今から口にする言葉は慎重にいかないといけない。
アッシュもブチギレているし、ヴィンセントは混乱し、憎悪の目でアッシュを睨みつけている。
――考えろ。考えろ。考えろ……。
ヴィンセントルートを潰したアッシュ。
そして詠唱もなしに弾き飛ばされたヴィンセント。
この二人の間には何らかの契約が結ばれているのではないか?
エドワードルートでエドワードが怪盗を辞めた理由は、義賊をする必要がなくなったから。ちなみにこっそりヒューゴルートも確認したけれど、ヒューゴはアンドロイドの実験をする資金を調達できず、苦悩していた。
それは何故?
――考えろ。思考の海に潜れ。
「傷つくなぁ。
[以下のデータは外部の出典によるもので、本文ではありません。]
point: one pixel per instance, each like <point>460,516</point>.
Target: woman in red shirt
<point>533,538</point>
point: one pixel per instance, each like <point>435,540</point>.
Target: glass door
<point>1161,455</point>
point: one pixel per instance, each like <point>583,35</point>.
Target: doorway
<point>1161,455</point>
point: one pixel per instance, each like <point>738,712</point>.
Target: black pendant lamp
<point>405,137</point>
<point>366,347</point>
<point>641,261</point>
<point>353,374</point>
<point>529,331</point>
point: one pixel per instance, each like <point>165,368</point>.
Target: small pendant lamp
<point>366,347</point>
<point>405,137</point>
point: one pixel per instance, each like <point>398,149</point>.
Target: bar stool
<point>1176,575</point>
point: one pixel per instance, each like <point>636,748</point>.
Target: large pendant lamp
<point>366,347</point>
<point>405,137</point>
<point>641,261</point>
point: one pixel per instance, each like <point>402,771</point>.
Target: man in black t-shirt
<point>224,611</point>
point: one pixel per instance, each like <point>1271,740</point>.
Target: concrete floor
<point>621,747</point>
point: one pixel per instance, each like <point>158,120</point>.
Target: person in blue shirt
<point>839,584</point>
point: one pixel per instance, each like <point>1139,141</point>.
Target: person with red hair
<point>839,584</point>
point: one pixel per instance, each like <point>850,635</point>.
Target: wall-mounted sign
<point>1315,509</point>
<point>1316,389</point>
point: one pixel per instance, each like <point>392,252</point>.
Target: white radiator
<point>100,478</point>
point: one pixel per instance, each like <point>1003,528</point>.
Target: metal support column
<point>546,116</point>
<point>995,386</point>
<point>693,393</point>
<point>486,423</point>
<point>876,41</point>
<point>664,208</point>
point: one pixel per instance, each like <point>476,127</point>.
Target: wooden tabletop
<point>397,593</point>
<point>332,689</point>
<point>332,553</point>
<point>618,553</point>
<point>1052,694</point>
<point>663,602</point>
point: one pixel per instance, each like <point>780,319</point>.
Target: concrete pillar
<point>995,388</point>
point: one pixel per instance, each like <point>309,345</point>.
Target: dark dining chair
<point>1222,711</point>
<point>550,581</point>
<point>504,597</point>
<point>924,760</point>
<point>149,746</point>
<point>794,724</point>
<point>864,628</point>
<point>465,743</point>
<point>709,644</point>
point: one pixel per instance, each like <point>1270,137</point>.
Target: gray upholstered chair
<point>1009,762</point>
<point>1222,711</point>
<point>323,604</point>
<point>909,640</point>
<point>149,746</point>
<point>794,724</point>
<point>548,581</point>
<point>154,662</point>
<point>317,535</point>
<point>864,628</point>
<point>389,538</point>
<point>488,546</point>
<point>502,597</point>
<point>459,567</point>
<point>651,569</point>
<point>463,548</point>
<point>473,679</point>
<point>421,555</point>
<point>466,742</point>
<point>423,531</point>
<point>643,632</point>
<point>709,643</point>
本当は死ぬ病を抱えてた彼女を治してあげたのに」
アッシュは空っぽな笑みを崩さない。
「そんなの……貴様の適当なデマだろうッ! 姉上の身体はずっと健康だった。精神はお前に壊されたが!」
なるほど。
推論を一つ。
アッシュはイザベラを利用した。
どんな方法かわからないけれど、イザベラを囮にされたヴィンセントは、彼女を解放して貰う代わりにゲームで出てきた服従の呪いを受けた。
そしてアッシュはイザベラの病気を治した。
けれど発病前だったから、数年後に命を落とすなんてヴィンセントは知りもしない。
そして、イザベラは利用された時に精神を壊し、ヴィンセントは一方的にアッシュを恨んでいる。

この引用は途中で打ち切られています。